I watched videos every night that I could and eventually lovely CBC north started up their own video show. The first time I ‘talked back’ to my dad was over that show. It was the first time I didn’t get punched in the face for the infringement and it was the beginning of the end of my relationship with dear old dad. He was complaining about something and I told him he should write them a letter and they might change it. There’s a back-story here. About a week before I had come home from school after spending the day hiding out in the resource room reading about spousal abuse and staring teary eyed at posters proclaiming tell someone, I went home and told my Ma that I didn’t care what happened to me or them or if I was believe or who was arrested/kicked out of the house. If Dad ever laid another hand on me I was going to call the cops, go screaming down the street, whatever it took to let EVERYBODY know. In hindsight I might have wanted to include my sister in that statement but I was 16 and wasn’t thinking that far ahead. Our little family didn’t talk much to each other and I had no idea what if anything Daddy did to anyone other than me. One little house, 4 little worlds being run within it.

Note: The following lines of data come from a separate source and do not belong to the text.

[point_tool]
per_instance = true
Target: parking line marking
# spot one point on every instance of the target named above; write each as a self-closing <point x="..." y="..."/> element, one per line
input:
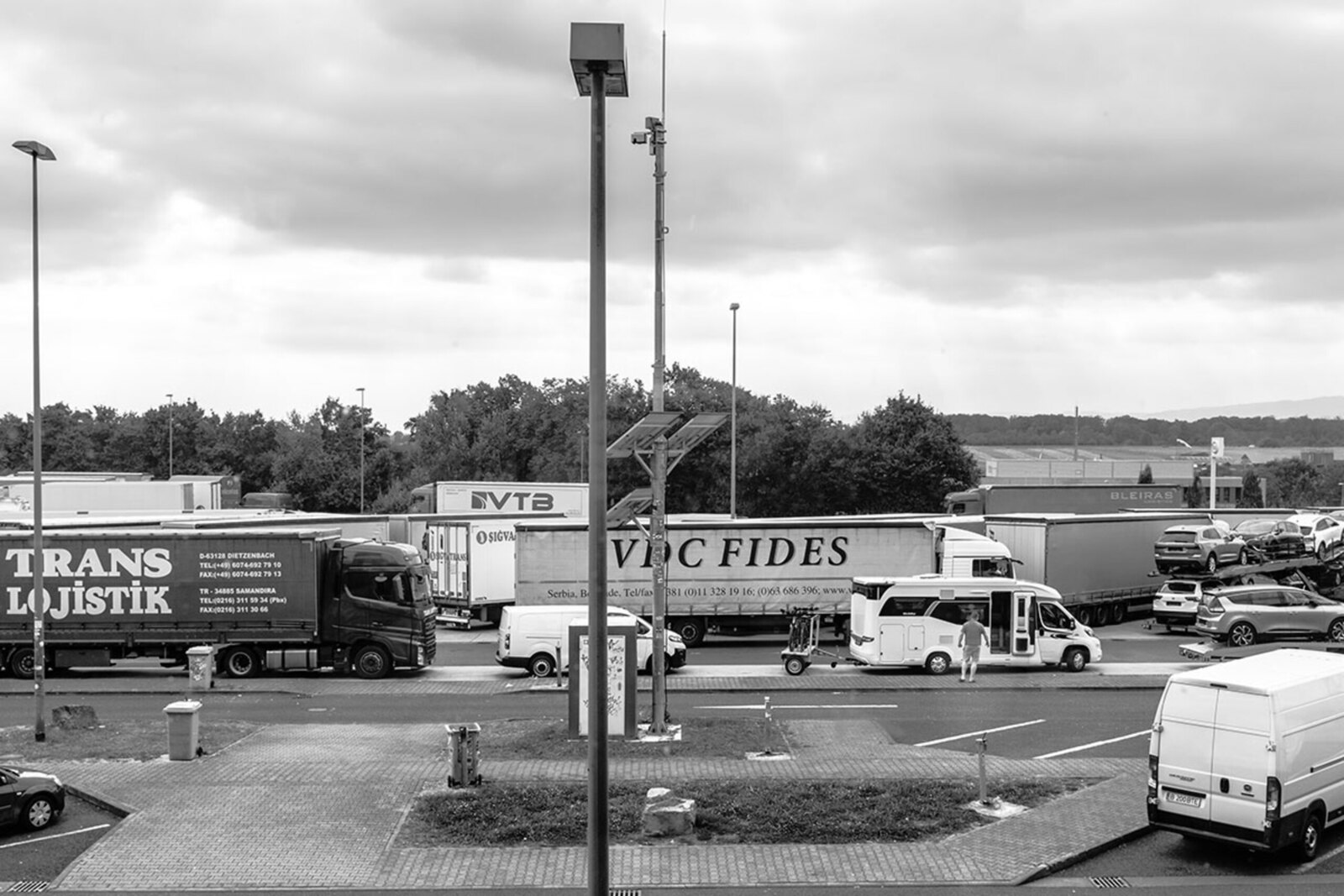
<point x="1095" y="743"/>
<point x="983" y="731"/>
<point x="67" y="833"/>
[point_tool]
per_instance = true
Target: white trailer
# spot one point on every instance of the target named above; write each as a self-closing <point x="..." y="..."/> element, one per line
<point x="743" y="577"/>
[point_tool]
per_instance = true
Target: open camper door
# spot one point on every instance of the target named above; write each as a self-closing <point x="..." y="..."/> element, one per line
<point x="1023" y="624"/>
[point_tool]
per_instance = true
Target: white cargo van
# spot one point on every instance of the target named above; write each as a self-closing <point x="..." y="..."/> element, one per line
<point x="1252" y="752"/>
<point x="914" y="621"/>
<point x="538" y="638"/>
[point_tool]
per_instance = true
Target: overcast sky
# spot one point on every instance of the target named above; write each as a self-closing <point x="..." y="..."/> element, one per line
<point x="1000" y="207"/>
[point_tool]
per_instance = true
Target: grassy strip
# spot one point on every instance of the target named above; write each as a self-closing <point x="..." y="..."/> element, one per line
<point x="745" y="812"/>
<point x="124" y="739"/>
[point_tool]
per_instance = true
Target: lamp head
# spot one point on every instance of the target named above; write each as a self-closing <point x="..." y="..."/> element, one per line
<point x="35" y="149"/>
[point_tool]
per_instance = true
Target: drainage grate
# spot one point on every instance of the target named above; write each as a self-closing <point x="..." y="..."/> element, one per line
<point x="1109" y="883"/>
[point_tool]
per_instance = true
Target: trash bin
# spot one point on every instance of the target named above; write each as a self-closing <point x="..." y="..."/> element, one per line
<point x="201" y="668"/>
<point x="183" y="730"/>
<point x="464" y="750"/>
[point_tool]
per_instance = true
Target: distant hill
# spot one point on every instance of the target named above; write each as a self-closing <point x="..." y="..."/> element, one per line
<point x="1317" y="409"/>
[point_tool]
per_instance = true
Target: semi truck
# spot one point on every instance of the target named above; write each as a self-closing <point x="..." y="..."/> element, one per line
<point x="987" y="500"/>
<point x="517" y="499"/>
<point x="1101" y="563"/>
<point x="745" y="577"/>
<point x="262" y="598"/>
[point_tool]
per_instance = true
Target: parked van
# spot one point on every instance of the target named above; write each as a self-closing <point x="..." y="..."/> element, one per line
<point x="916" y="621"/>
<point x="538" y="638"/>
<point x="1252" y="752"/>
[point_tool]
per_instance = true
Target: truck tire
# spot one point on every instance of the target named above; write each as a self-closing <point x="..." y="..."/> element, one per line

I cheated you see. I broke the golden rule. I threatened the threatener and I got taken seriously. I was so wondering when and how he was going to kill me I couldn’t see anything else. When he died instead it was a massive relief. No one ever understood that. Everyone thought my old man was the coolest dude. Even if they did have an idea of what life was in our house no one ever asked me or talked about it with me. And I would have talked. I’m a cheater and I AM the weakest link. I think my father saw that in me. He was conflicted. A child of WWII. He grew up in Berlin and his father was an SS officer because, my dad said, “Everyone was if they wanted to live.” I don’t know jack about the family on my dad’s side. He said they all died in the war and when he died we found pictures of them in 1967, must have been a wild ride for those old Germans to be killed in Vietnam

My dad was someone I never really knew. I knew his anger, wrath and scorn. Once in a while I knew his laughter and kindness. I don’t really remember so much anymore, and that’s a good thing the way I figure. I knew a scared conflicted man who would be so drunk at nights he’d have been on the floor if the kitchen table wasn’t there holding him up. He’d call me down stairs to the kitchen where he was hanging off the edge of the table bleary-eyed drunk and tell me stories. I always went because you didn’t disappoint Dad. I went whether I had to go to the bathroom real bad or not. There I always met this sat red-eyed broken man who talked about being a kid and seeing his friend on his brand new birthday bicycle cross a bridge and get blown up. A slurring unhappy man who swore that poisoned chocolate bars fell from the sky and that he never really knew his parents or step mom because he was moved around a lot to be ‘safe’. I am my father’s daughter in so many ways. I have that sadness and conflict within me now. I am the product of his internal war alone not any widely known historical conflicts.

In his haunting stories my dad let me see him a little bit. The real him not the façade he put on to get by. He cheated me my whole life by being someone else. By not letting anyone ever know him he cheated the world. It’s not why I cheat at Ghost Recon, but it why I find cheating a complicated moral question. Everyone cheats a little bit; at least I’m honest about it.